19:33:51.023518 IP 10.36.213.2.58011 > 10.36.213.36.8005: Flags [S], seq 1726133855, win 5840, options [mss 1460,sackOK,TS val 14377140 ecr 0,nop,wscale 7], length 0
19:33:51.023534 IP 10.36.213.36.8005 > 10.36.213.2.58011: Flags [S.], seq 806746037, ack 1726133856, win 5792, options [mss 1460,sackOK,TS val 15334821 ecr 14377140,nop,wscale 7], length 0
19:33:54.026705 IP 10.36.213.2.58011 > 10.36.213.36.8005: Flags [S], seq 1726133855, win 5840, options [mss 1460,sackOK,TS val 14377440 ecr 0,nop,wscale 7], length 0
19:33:54.026712 IP 10.36.213.36.8005 > 10.36.213.2.58011: Flags [S.], seq 806746037, ack 1726133856, win 5792, options [mss 1460,sackOK,TS val 15335121 ecr 14377140,nop,wscale 7], length 0
19:33:54.620425 IP 10.36.213.36.8005 > 10.36.213.2.58011: Flags [S.], seq 806746037, ack 1726133856, win 5792, options [mss 1460,sackOK,TS val 15335181 ecr 14377140,nop,wscale 7], length 0
19:34:00.026709 IP 10.36.213.2.58011 > 10.36.213.36.8005: Flags [S], seq 1726133855, win 5840, options [mss 1460,sackOK,TS val 14378040 ecr 0,nop,wscale 7], length 0
19:34:00.026726 IP 10.36.213.36.8005 > 10.36.213.2.58011: Flags [S.], seq 806746037, ack 1726133856, win 5792, options [mss 1460,sackOK,TS val 15335721 ecr 14377140,nop,wscale 7], length 0
19:34:00.620436 IP 10.36.213.36.8005 > 10.36.213.2.58011: Flags [S.], seq 806746037, ack 1726133856, win 5792, options [mss 1460,sackOK,TS val 15335781 ecr 14377140,nop,wscale 7], length 0
19:34:12.620430 IP 10.36.213.36.8005 > 10.36.213.2.58011: Flags [S.], seq 806746037, ack 1726133856, win 5792, options [mss 1460,sackOK,TS val 15336981 ecr 14377140,nop,wscale 7], length 0
19:34:36.820432 IP 10.36.213.36.8005 > 10.36.213.2.58011: Flags [S.], seq 806746037, ack 1726133856, win 5792, options [mss 1460,sackOK,TS val 15339401 ecr 14377140,nop,wscale 7], length 0
19:35:24.820433 IP 10.36.213.36.8005 > 10.36.213.2.58011: Flags [S.], seq 806746037, ack 1726133856, win 5792, options [mss 1460,sackOK,TS val 15344201 ecr 14377140,nop,wscale 7], length 0

In this capture, 10.36.213.2 is the load balancer and 10.36.213.36 is the server machine.

My guess is that the chance that all those packets are just randomly being dropped is low… more likely they're being rejected in some way.
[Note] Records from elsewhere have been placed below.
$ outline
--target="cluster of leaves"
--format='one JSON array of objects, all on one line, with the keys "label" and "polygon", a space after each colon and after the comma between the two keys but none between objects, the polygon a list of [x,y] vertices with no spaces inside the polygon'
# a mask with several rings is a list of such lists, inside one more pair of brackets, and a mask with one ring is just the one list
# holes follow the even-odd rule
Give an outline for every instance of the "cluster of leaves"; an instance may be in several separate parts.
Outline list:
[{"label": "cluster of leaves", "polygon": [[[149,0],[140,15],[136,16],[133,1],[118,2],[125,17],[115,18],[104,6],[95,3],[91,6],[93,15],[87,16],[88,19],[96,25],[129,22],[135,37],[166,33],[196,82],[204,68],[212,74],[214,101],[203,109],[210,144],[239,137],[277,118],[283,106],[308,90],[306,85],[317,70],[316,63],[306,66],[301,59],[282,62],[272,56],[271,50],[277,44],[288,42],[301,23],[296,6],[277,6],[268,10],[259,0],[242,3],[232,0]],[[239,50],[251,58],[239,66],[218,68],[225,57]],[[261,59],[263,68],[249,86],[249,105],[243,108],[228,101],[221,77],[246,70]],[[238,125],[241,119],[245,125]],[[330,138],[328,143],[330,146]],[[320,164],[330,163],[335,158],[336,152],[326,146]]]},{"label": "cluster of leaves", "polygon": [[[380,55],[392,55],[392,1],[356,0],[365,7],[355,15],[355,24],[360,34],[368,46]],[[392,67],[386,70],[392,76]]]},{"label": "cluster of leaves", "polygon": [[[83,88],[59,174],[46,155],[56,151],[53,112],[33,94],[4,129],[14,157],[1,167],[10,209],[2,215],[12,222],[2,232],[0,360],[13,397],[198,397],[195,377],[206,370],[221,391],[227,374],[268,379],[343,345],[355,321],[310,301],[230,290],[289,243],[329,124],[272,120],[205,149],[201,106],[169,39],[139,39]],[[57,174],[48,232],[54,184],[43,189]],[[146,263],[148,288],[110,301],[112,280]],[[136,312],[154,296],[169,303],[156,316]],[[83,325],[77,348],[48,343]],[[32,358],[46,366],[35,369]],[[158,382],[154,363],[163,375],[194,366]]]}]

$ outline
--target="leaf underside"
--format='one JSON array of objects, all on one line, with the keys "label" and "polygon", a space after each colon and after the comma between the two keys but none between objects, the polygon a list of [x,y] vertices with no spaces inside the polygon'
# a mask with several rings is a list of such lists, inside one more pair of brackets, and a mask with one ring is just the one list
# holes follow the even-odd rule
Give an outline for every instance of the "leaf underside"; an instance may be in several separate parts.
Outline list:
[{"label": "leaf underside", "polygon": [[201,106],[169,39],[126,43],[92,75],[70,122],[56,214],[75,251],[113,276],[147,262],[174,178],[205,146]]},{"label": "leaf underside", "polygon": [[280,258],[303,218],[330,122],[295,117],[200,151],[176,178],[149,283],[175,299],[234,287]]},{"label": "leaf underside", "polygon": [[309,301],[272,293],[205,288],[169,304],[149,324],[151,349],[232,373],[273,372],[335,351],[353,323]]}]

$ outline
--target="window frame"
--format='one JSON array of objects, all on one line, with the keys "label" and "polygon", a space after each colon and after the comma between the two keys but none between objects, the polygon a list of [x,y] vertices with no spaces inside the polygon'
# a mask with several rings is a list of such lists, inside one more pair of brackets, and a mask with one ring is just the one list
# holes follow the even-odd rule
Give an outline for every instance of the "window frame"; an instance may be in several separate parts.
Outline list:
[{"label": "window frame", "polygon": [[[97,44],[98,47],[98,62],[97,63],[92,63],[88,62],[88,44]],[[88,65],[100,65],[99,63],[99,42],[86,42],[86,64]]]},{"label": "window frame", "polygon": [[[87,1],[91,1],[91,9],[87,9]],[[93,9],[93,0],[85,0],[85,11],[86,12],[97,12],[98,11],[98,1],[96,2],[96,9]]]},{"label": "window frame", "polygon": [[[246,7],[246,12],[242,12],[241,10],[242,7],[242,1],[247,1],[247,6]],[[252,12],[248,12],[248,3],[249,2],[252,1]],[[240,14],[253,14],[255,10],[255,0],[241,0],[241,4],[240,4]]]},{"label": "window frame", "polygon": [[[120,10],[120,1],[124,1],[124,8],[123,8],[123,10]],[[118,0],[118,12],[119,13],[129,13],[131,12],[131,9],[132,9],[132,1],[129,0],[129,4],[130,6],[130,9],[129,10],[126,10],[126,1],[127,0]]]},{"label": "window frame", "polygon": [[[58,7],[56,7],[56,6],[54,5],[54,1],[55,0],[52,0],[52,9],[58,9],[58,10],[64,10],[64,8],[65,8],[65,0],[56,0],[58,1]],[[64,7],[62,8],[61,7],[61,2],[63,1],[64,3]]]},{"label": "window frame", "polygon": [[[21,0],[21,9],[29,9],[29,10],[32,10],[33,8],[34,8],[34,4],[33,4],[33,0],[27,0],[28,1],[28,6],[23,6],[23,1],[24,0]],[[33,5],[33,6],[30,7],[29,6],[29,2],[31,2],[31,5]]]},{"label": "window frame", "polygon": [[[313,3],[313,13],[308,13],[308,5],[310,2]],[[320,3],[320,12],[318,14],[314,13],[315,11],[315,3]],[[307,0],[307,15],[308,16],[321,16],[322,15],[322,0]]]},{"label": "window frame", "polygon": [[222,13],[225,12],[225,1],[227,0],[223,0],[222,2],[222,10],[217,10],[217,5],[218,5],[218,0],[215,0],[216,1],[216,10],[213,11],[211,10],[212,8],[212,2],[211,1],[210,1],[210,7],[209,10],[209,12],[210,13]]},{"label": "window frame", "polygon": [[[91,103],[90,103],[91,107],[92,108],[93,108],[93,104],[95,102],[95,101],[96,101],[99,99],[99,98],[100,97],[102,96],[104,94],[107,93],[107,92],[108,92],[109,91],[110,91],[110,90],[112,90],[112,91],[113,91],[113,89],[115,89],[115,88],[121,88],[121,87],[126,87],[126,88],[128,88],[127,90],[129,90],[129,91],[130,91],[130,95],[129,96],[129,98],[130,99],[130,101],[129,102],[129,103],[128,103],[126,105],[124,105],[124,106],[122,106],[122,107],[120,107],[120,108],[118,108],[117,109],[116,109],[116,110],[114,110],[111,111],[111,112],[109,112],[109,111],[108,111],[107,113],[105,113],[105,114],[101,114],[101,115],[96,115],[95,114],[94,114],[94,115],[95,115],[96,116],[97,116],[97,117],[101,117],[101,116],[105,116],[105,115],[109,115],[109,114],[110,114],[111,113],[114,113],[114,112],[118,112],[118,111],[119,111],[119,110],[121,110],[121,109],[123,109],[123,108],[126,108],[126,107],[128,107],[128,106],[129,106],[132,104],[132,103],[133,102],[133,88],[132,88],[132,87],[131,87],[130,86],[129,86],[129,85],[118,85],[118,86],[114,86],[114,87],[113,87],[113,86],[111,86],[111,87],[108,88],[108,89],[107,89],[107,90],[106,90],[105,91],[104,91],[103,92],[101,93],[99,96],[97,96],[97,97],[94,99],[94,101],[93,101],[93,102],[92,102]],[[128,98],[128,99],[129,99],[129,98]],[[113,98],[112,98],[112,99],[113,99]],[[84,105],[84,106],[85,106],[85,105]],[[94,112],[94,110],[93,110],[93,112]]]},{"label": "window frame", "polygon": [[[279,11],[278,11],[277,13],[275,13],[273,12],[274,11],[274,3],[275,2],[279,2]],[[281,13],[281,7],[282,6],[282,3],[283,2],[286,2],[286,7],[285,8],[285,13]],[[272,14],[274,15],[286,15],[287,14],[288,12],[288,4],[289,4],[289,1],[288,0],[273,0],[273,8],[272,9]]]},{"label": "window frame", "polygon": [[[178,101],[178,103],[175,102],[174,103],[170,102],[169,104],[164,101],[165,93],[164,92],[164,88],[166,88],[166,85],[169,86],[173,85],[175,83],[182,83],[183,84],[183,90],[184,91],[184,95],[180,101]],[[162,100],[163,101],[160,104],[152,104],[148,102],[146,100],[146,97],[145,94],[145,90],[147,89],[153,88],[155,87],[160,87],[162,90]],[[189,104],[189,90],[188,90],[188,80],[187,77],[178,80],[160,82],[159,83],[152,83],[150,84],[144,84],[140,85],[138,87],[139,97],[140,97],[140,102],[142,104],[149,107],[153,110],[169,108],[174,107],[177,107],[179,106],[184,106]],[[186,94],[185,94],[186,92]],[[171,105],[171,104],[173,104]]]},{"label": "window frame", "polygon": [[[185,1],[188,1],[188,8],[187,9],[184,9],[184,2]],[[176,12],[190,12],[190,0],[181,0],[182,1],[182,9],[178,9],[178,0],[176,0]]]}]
So, the question is: how would I got about finding out why those packets aren't getting through?

Best Answer

I saw a similar problem (granted that was Windows) where the servers were doing some sort of stupid auto tuning of the TCP packet sizes and the Cisco Load Ballancers didn't support the larger packet size so they were rejecting them. I've got no idea if *nix supports this sort of stupidity but if it does that might be the problem.